Stephen Tashi said:
I don't understand how the number of states is related to picture. Does the blue region have a higher number of states because it is a larger area?
Yes, that's the intention. My description used a finite number of states, so that it's possible to count numbers of states. For a more realistic model with an infinite number of states, you would need a notion of "volume" in state space.
The scenario involves a number of different states and also a "system" in one of the states or "parts of a system" that are in various states. What does a point in the diagram represent? - a state? or a state and also a part of a system that is "in" that state?
It's just states. The system is in some location at every moment in time. Some of the locations are colored "yellow" and some of the locations are colored "blue".
How do we know that? Where does "99%" come from in a deterministic setting?
In my simple model, it's just counting. There are, say, 10,000 possible states. 100 of them are labeled "yellow" and 9900 are labeled "blue". Whatever transition rule you come up with for determining which states evolve into which other states, most blue states will evolve into blue states. For a typical state, entropy will not decrease.
Are we imagining a flow so "thing" at a point moves to a nearby point as time passes? I can see how that would imply that most things at blue points would move to other blue points over a small time increment. But that assumes more than reversibility, it assumes the "things" have a continuous trajectory. So we should make that assumption explicit.
No, there is no assumption about continuity (you can't really have continuity with only finitely many states, which is what I was assuming). You don't need that.
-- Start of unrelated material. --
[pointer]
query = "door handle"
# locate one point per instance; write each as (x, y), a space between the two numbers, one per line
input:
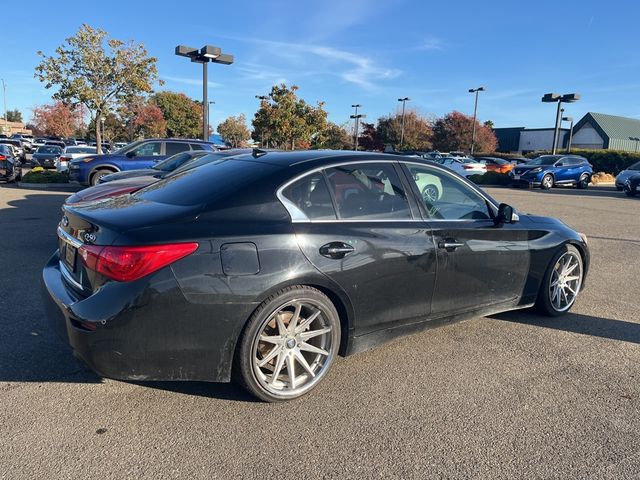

If there is only 100 possible yellow states, then that means that at most 100 out of the 9900 blue states can make transitions to yellow states.
If the transition relation is reversible, then it means that there is a unique predecessor state for each state. So if there are 100 yellow states, then there are at most 100 states that are predecessor states to yellow states. That means that out of 10,000 states, only 100 of them make transitions to yellow states. The rest make transitions to blue states.
It isn't clear what property the two colors distinguish.
It doesn't matter. For concreteness, assume that you have a machine that has two internal counters, i and j It has two lights, one colored blue, and one colored yellow. For some combinations of i and j, the blue light will be on. For all other combinations, the yellow light will be other. Which combination produce which light colors can be represented by a diagram such as the one I gave: (i,j) results in a yellow light if the pixel with coordinates (i,j) is colored yellow, and otherwise, (i,j) results in a blue light.
You mentioned 99% of the blue states must make a transition back into the blue region
At least 99%.
so I assume 1% of the blue states make a transition from the blue state to a yellow state.
Possibly.
As I understand "reversibility" there can't be any "absorbing states". We can't have a transition rule like ##b_1 \rightarrow b_2 \rightarrow b_3 \rightarrow b_1 \rightarrow b_1## because if we are in state ##b_1## we wouldn't know if we got there from previous state ##b_3## or previous state ##b_1##.
Right. Or the simpler way to think about it is that every state has a unique predecessor state: For every state b_1 there is at most one state b_2 such that b_2 \rightarrow b_1.
So if we have a finite number of states, we must have cyclic transition rules like ##b_1 \rightarrow b_2 \rightarrow b_3 \rightarrow b_1 \rightarrow b_2 ...## Do the colors in the diagram have something to do with these cycles?
No, it's just a partition of the states into states that are observationally distinguishable. Like I say, imagine a machine whose only visible characteristic is which of two lights, yellow or blue, is on. There is more going on inside the machine, but we don't have access to that.
I thought the purpose of discussing the diagram was to prove somehow that "microscopic reversibility implies macroscopic entropy is non-decreasing".
That was the purpose.
"Usually" sounds like an attempt to put probability back into the scenario.
My way of understanding entropy inherently is about lack of knowledge, so it's inherently about
subjective probability. You can have subjective probability in a deterministic setting, because even though the system is in some definite state and evolves deterministically, we don't know which state it is in, so we can at best make probabilistic predictions about the future.
So, in the end, must we resort to assuming that is the case in order to keep yellow states from only transitioning to other yellow states?
No, I didn't assume that that is the case. I only assumed microscopic reversibility. It's possible that some blue states make transitions to yellow states. But at most 1% of them make such transitions.